Some examples of these themes are artificial intelligence (AI), semiconductors, and advanced medical devices. Many individual stocks and ETFs based on these specific themes have dramatically outperformed the overall market over the past 10 years.

A doctor inspecting a digital X-ray.

Image source: Getty Images.

Which thematic ETFs should you consider buying as we enter 2024? I prefer funds that invest in areas that have exceptionally strong growth prospects, such as biotechnology, the U.S. medical device industry, and semiconductors. Here is an overview of three ETFs that offer exposure to these powerful themes and have a track record of delivering solid returns.

1. Biotechnology

Founded in 2006, the SPDR S&P Biotech ETF (XBI -2.86%) is one of the most popular and liquid biotech ETFs in the market. It tracks the S&P Biotechnology Select Industry Index.
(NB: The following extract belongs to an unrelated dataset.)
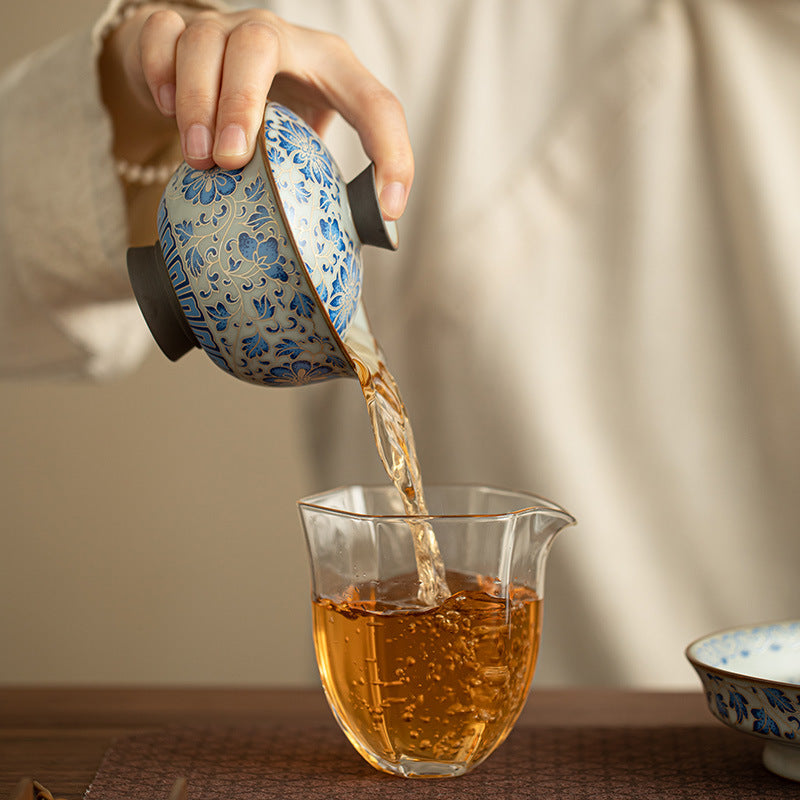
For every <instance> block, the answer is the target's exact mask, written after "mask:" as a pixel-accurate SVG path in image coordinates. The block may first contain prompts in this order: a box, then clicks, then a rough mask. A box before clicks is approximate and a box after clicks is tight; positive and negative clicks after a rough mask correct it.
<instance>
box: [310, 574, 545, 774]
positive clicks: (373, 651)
mask: <svg viewBox="0 0 800 800" xmlns="http://www.w3.org/2000/svg"><path fill="white" fill-rule="evenodd" d="M447 581H448V583H449V585H450V586H451V588H452V589H453V594H452V595H450V596H448V597H447V598H446V599H445V600H444V601H443V602H442V603H440V604H439V605H437V606H435V607H432V608H417V609H415V608H409V607H408V604H407V602H404V601H399V602H398V604H395V603H388V602H380V601H376V600H373V599H370V597H369V595H367V596H361V593H360V590H359V588H358V587H354V588H353V590H352V593H351V597H350V598H348V599H347V601H345V602H341V603H335V602H333V601H330V600H326V599H319V600H316V601H315V602H314V604H313V610H314V614H313V618H314V641H315V645H316V651H317V660H318V663H319V668H320V674H321V676H322V683H323V686H324V688H325V692H326V694H327V696H328V700H329V702H330V704H331V707H332V708H333V709H334V711H335V713H336V715H337V717H338V718H339V721H340V723H341V725H342V727H343V729H344V730H345V732H346V733H347V736H348V738H349V739H350V741H351V742H352V744H353V745H354V746H355V748H356V749H357V750H358V751H359V752H360V753H361V755H362V756H364V758H366V760H367V761H369V762H370V763H371V764H372V765H373V766H375V767H377V768H378V769H384V770H386V769H387V767H389V766H390V765H391V766H393V767H396V766H397V765H400V767H401V769H403V771H405V772H407V773H408V774H424V770H423V771H422V772H420V773H415V763H416V762H419V763H421V764H423V763H425V762H431V761H436V762H439V763H449V764H452V765H453V766H454V769H457V768H458V765H459V764H463V765H467V768H468V767H469V766H473V765H474V764H477V763H478V762H480V761H481V760H482V759H483V758H485V757H486V756H488V755H489V753H491V752H492V751H493V750H494V749H495V747H497V746H498V745H499V744H500V743H501V742H502V741H503V740H504V739H505V737H506V736H507V735H508V733H509V731H510V730H511V728H512V726H513V724H514V722H515V721H516V719H517V717H518V715H519V713H520V711H521V709H522V706H523V705H524V703H525V699H526V696H527V693H528V689H529V687H530V682H531V678H532V676H533V671H534V667H535V664H536V655H537V652H538V647H539V637H540V633H541V618H542V614H541V602H540V600H539V598H538V597H537V596H536V595H535V593H534V592H532V591H531V590H529V589H526V588H524V587H512V589H511V591H510V596H509V599H508V600H506V599H504V598H502V597H499V596H497V594H496V593H495V591H494V586H493V584H492V583H491V582H488V581H486V580H485V579H480V578H476V577H470V576H466V575H461V574H457V573H453V572H448V573H447ZM416 583H417V576H416V575H410V576H406V577H405V578H404V579H403V580H401V581H398V583H397V586H396V587H395V589H396V591H397V593H396V594H395V593H393V596H398V597H399V596H401V595H403V594H406V595H408V596H413V594H414V592H415V591H416ZM403 584H405V586H404V585H403ZM365 591H366V589H365ZM401 606H402V607H401ZM453 774H458V773H457V772H454V773H453Z"/></svg>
The XBI tends to provide greater exposure to small- and mid-cap biotechs than other biotech ETFs.

This tilt toward smaller, cash flow-negative companies has caused the XBI to be extremely volatile over its history, illustrated by the fact that this biotech ETF has crushed the S&P 500 over several multiyear stretches during its 17-year history, but it has still managed to badly underperform this benchmark index over the past 10 years.

^SPX Chart

^SPX data by YCharts

Because of its emphasis on smaller companies, the XBI does not always pay a dividend. However, it does have a fairly low expense ratio for its category of 0.35%. The XBI also once hit peak total returns of 800% in 2021, before biotech as a whole entered a prolonged bear market. As biotech remains a hotbed of innovation, I suspect the XBI will bounce back in a big way.

2. Medical devices

The iShares U.S. Medical Devices ETF (IHI -0.28%) is a fund that focuses on companies that produce and sell medical devices such as heart monitors, valves, artificial joints, and surgical tools. It tracks the Dow Jones U.S. Select Medical Equipment Index, which chooses companies based on their market capitalization and relevance to the theme.

The IHI is a cost-effective ETF with an expense ratio of 0.40% and a modest yield of 0.52%. It has also outperformed the S&P 500 by a wide margin since its inception in 2006 (see graph).
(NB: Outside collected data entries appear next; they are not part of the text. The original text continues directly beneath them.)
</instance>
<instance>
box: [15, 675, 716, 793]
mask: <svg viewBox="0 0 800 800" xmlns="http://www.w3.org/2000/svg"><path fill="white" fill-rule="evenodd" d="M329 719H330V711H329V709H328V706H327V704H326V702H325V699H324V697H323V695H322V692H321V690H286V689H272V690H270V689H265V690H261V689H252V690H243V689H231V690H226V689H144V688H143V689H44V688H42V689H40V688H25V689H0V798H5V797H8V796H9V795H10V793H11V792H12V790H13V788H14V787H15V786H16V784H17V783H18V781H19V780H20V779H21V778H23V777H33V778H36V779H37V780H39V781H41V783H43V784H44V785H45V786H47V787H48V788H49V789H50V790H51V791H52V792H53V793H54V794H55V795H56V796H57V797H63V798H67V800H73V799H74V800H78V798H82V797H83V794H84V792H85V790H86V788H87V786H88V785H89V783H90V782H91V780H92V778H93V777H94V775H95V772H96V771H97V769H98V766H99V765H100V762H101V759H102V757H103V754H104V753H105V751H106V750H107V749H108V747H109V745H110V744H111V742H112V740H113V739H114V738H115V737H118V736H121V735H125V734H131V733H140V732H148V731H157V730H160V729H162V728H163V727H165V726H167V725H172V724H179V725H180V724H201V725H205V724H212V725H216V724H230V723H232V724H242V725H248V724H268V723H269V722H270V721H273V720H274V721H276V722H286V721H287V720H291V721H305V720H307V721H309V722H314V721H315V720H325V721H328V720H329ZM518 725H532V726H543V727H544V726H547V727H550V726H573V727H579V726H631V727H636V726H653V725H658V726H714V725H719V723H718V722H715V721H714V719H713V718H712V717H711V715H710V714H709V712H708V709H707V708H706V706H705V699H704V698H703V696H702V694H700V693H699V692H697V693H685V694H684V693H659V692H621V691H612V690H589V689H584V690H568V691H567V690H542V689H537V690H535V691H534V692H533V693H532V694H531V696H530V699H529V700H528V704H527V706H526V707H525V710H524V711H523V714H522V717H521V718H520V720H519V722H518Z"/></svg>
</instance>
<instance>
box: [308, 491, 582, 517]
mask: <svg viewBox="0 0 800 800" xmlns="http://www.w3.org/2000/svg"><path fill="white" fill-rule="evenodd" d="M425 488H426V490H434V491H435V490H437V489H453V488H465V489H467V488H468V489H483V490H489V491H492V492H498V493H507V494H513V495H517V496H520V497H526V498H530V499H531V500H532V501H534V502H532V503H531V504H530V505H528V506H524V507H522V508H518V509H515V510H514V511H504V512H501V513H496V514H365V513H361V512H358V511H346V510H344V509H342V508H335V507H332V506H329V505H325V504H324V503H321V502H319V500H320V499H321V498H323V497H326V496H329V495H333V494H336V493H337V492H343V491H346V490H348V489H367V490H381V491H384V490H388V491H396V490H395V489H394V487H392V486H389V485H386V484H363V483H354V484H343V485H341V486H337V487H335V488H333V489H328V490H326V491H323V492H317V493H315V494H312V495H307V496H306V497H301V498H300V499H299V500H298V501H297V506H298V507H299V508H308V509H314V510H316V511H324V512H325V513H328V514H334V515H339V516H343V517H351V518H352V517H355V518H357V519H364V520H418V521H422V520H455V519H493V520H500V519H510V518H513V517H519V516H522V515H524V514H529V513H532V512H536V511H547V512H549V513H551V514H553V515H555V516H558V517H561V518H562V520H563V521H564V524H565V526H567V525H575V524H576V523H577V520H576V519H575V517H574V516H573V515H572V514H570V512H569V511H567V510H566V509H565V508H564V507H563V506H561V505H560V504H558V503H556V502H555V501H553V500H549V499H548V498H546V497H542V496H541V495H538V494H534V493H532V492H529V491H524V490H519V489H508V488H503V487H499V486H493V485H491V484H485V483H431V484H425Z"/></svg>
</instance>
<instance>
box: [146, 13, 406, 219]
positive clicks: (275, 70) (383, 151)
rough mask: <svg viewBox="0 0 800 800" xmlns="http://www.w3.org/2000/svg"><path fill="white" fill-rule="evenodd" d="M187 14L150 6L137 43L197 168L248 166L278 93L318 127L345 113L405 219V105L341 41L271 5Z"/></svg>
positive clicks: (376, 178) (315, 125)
I believe this outperformance will persist in the coming years because of three main factors: an aging U.S. population, expanded access to healthcare in the country, and the remarkable level of innovation occurring in the healthcare sector right now. Medical device sales, in brief, are poised to continue to grow at a breakneck pace in the years ahead, which is a favorable trend for medtech-focused ETFs like the IHI.
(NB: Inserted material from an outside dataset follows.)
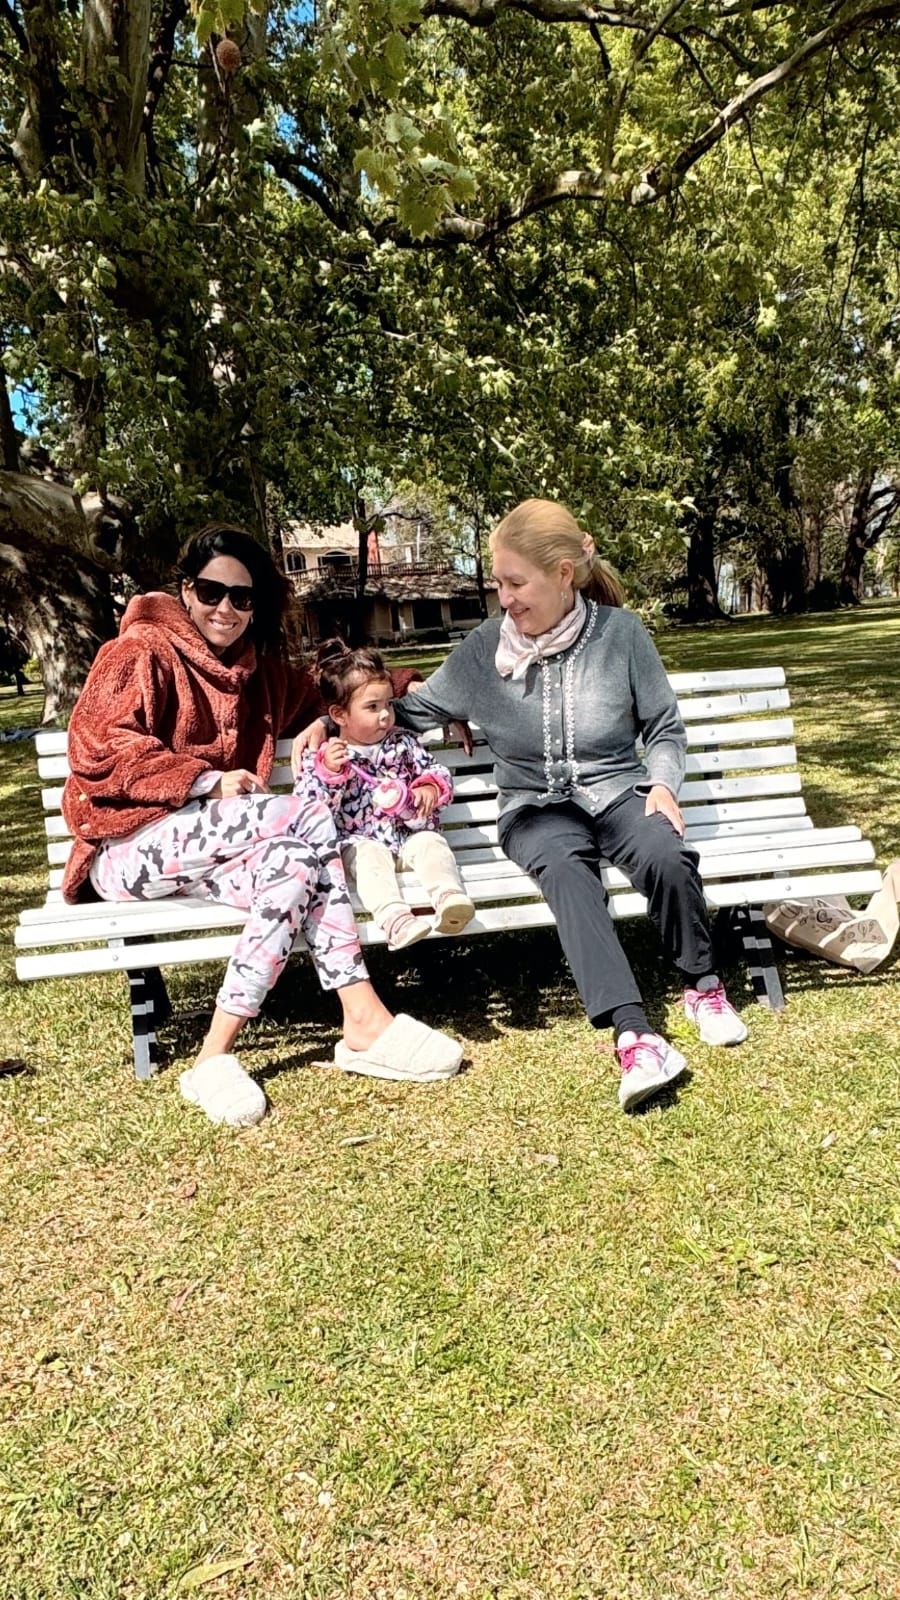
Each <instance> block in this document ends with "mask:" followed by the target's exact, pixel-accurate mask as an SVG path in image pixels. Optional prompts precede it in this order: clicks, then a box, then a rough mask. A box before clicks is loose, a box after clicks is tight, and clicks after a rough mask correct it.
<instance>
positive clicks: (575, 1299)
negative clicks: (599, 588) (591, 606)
mask: <svg viewBox="0 0 900 1600" xmlns="http://www.w3.org/2000/svg"><path fill="white" fill-rule="evenodd" d="M661 648H663V654H665V658H666V662H668V664H669V667H682V669H690V667H719V666H730V664H735V662H738V661H740V662H741V664H745V666H749V664H769V662H780V664H785V666H786V669H788V674H790V683H791V690H793V694H794V698H796V706H794V718H796V730H798V744H799V749H801V762H802V768H804V778H806V792H807V798H809V806H810V811H812V813H814V816H815V819H817V821H818V822H822V824H825V822H858V824H860V826H862V827H863V829H865V830H866V832H868V834H870V837H871V838H873V840H874V843H876V850H878V858H879V862H881V866H886V864H887V861H889V859H890V858H892V856H897V854H900V754H898V739H897V707H898V706H900V606H897V605H894V606H889V605H884V606H870V608H865V610H862V611H858V613H854V614H839V616H836V618H812V619H804V621H799V622H780V621H757V619H749V621H743V622H738V624H733V626H732V627H727V629H724V627H722V629H708V630H703V632H687V630H685V632H671V634H666V635H663V640H661ZM38 709H40V707H38V701H37V696H32V698H30V699H29V701H26V702H22V701H16V698H14V696H13V694H11V693H10V691H2V694H0V723H5V725H6V726H13V725H14V723H16V722H32V723H34V722H37V718H38ZM0 798H2V808H0V866H2V869H3V875H5V877H3V890H5V893H3V918H5V930H10V926H11V922H13V915H14V912H16V909H18V907H19V906H22V904H27V902H32V901H35V899H37V898H38V896H40V893H42V875H43V846H42V843H40V838H38V832H37V822H38V786H37V779H35V778H34V750H32V746H30V744H27V742H26V744H5V746H2V747H0ZM625 941H626V944H628V949H629V954H631V957H633V960H634V965H636V968H637V971H639V978H641V981H642V984H644V989H645V994H647V997H649V1002H650V1014H652V1018H653V1019H655V1022H657V1024H658V1026H665V1027H666V1029H668V1032H669V1034H671V1037H673V1038H674V1040H677V1042H679V1043H682V1045H684V1043H689V1042H690V1035H689V1030H687V1026H685V1024H684V1019H682V1018H681V1014H679V1005H677V1000H679V990H677V987H676V982H674V978H673V976H669V974H668V971H665V970H663V965H661V960H660V955H658V949H657V946H655V942H653V938H652V934H650V931H649V928H647V925H645V923H642V925H634V926H626V930H625ZM0 958H2V968H0V981H2V984H3V994H2V1000H0V1006H2V1013H0V1014H2V1018H3V1024H2V1029H3V1037H2V1040H0V1056H3V1058H10V1056H14V1058H22V1061H24V1062H26V1064H27V1070H22V1072H18V1074H14V1075H5V1077H0V1149H2V1158H3V1160H2V1168H0V1398H2V1406H3V1418H2V1426H0V1522H2V1525H3V1530H5V1536H3V1539H2V1541H0V1595H3V1597H10V1600H64V1597H66V1600H72V1597H78V1600H170V1597H171V1600H175V1597H176V1595H183V1594H200V1595H203V1597H205V1595H208V1597H229V1600H239V1597H247V1600H250V1597H253V1600H288V1597H290V1600H295V1597H296V1600H299V1597H303V1600H338V1597H348V1600H469V1597H471V1600H488V1597H490V1600H701V1597H713V1595H714V1597H724V1600H772V1597H788V1600H793V1597H801V1595H806V1597H815V1600H825V1597H834V1600H846V1597H850V1595H866V1597H878V1600H892V1597H894V1600H895V1597H898V1595H900V1531H898V1517H897V1504H898V1488H897V1486H898V1483H900V1430H898V1400H900V1381H898V1368H900V1197H898V1190H897V1128H898V1115H900V1094H898V1085H900V1075H898V1067H900V1051H898V1046H897V1024H898V1018H900V1005H898V998H900V982H898V965H897V958H895V962H894V965H889V966H887V968H884V970H882V971H881V973H876V974H873V976H871V978H858V976H855V974H852V973H844V971H841V970H838V968H830V966H826V965H823V963H815V962H812V960H807V958H804V957H802V955H799V954H786V957H785V963H783V979H785V986H786V990H788V997H790V1005H788V1010H786V1011H785V1013H783V1014H781V1016H772V1014H767V1013H765V1011H764V1010H761V1008H754V1006H753V1005H751V1002H749V995H748V990H746V984H743V981H741V978H740V974H732V982H733V990H735V994H737V997H738V1002H741V1003H746V1014H748V1019H749V1024H751V1038H749V1042H748V1043H746V1045H745V1046H743V1048H741V1050H740V1051H729V1053H724V1051H721V1053H716V1051H713V1050H706V1048H703V1046H698V1045H695V1043H693V1042H690V1064H692V1072H690V1077H689V1080H687V1082H685V1083H684V1086H682V1088H681V1090H679V1093H677V1096H676V1094H673V1098H671V1099H669V1102H668V1104H657V1106H653V1107H652V1109H650V1110H647V1112H645V1114H644V1115H637V1117H633V1118H626V1117H623V1115H621V1114H620V1112H618V1109H617V1102H615V1074H613V1066H612V1058H610V1056H609V1054H605V1053H602V1051H597V1046H596V1035H593V1030H591V1029H589V1027H588V1024H586V1022H585V1019H583V1018H581V1014H580V1006H578V1000H577V995H575V992H573V986H572V982H570V978H569V974H567V970H565V968H564V965H562V962H560V957H559V950H557V946H556V939H554V936H552V934H551V933H544V931H543V933H533V934H519V936H506V938H496V939H492V941H472V942H469V944H466V942H461V944H460V946H456V947H448V946H447V944H440V946H436V947H434V949H432V947H426V949H423V947H421V946H420V947H418V949H416V952H415V954H410V957H408V958H397V957H392V958H389V957H388V955H386V954H384V952H375V955H373V958H372V968H373V974H375V978H376V982H378V984H380V987H381V989H383V990H384V995H386V998H388V1000H389V1002H391V1003H394V1005H397V1006H402V1008H404V1010H410V1011H415V1013H420V1014H421V1016H424V1018H426V1019H428V1021H429V1022H436V1024H439V1026H444V1027H450V1029H452V1030H453V1032H458V1034H460V1035H461V1037H463V1038H464V1042H466V1059H468V1070H464V1072H463V1074H461V1075H460V1077H458V1078H456V1080H455V1082H452V1083H450V1085H444V1086H434V1088H415V1086H399V1085H386V1083H372V1082H365V1080H352V1078H344V1077H340V1075H338V1074H336V1072H333V1070H328V1069H325V1067H322V1066H320V1062H322V1061H325V1059H327V1058H328V1054H330V1051H331V1048H333V1042H335V1038H336V1026H335V1024H336V1006H335V1005H333V1002H328V1000H327V998H323V997H322V995H320V994H319V990H317V987H315V982H314V979H312V978H311V973H309V968H307V966H304V965H303V963H299V962H295V963H293V965H291V966H290V970H288V974H287V978H285V981H283V982H282V986H280V989H279V992H277V994H275V995H274V998H272V1002H271V1008H269V1010H267V1013H266V1016H264V1018H263V1019H261V1021H259V1022H258V1024H256V1026H255V1027H253V1029H251V1030H250V1032H248V1035H247V1048H245V1058H247V1061H248V1064H250V1066H251V1067H253V1069H256V1070H258V1072H259V1074H261V1077H263V1080H264V1083H266V1090H267V1093H269V1094H271V1101H272V1114H271V1115H269V1117H267V1118H266V1120H264V1122H263V1123H261V1125H259V1126H258V1128H255V1130H251V1131H248V1133H245V1134H240V1136H235V1134H231V1133H227V1131H223V1130H215V1128H211V1126H210V1125H207V1123H205V1122H203V1118H202V1117H200V1115H199V1114H195V1112H192V1110H191V1109H189V1107H186V1106H184V1104H183V1102H181V1099H179V1096H178V1091H176V1072H178V1070H179V1069H181V1067H183V1066H186V1064H187V1062H189V1061H191V1056H192V1051H194V1048H195V1045H197V1042H199V1038H200V1035H202V1032H203V1010H205V1008H208V1005H210V1002H211V997H213V992H215V984H216V973H213V971H211V970H210V968H197V970H194V971H187V973H181V974H175V976H173V978H171V984H170V986H171V990H173V998H175V1002H176V1021H175V1022H173V1024H171V1026H170V1027H168V1029H167V1030H165V1034H163V1040H165V1043H167V1048H168V1058H170V1059H168V1067H167V1070H163V1072H162V1074H160V1075H159V1077H157V1078H155V1080H154V1082H152V1083H151V1085H139V1083H136V1082H135V1078H133V1077H131V1069H130V1064H128V1051H130V1045H128V1026H127V1002H125V992H123V984H122V979H120V978H112V976H110V978H90V979H83V981H66V982H48V984H35V986H27V987H26V986H16V982H14V978H13V950H11V942H10V939H8V938H6V939H5V942H3V947H2V950H0Z"/></svg>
IHI Total Return Level Chart

IHI Total Return Level data by YCharts

3. Semiconductors

Launched in 2011, the VanEck Vectors Semiconductor ETF (SMH -0.97%) invests in companies that design, manufacture, or distribute semiconductors or semiconductor equipment. It tracks the MVIS U.S. Listed Semiconductor 25 Index, which selects 25 of the largest, most liquid U.S.-listed semiconductor companies. The SMH has a moderate expense ratio of 0.35% and a decent yield of 0.75%, and it has vastly outperformed the S&P 500 over the prior 10 years.

^SPX Chart

^SPX data by YCharts

Given the strong demand for chips capable of powering the AI revolution, I think semiconductor stocks are more likely than not to continue their market-beating ways over the next 10 years. And while buying individual names certainly isn't a bad idea, based on the parabolic growth potential of AI, the SMH is a straightforward, hassle-free way to gain exposure to this unstoppable trend.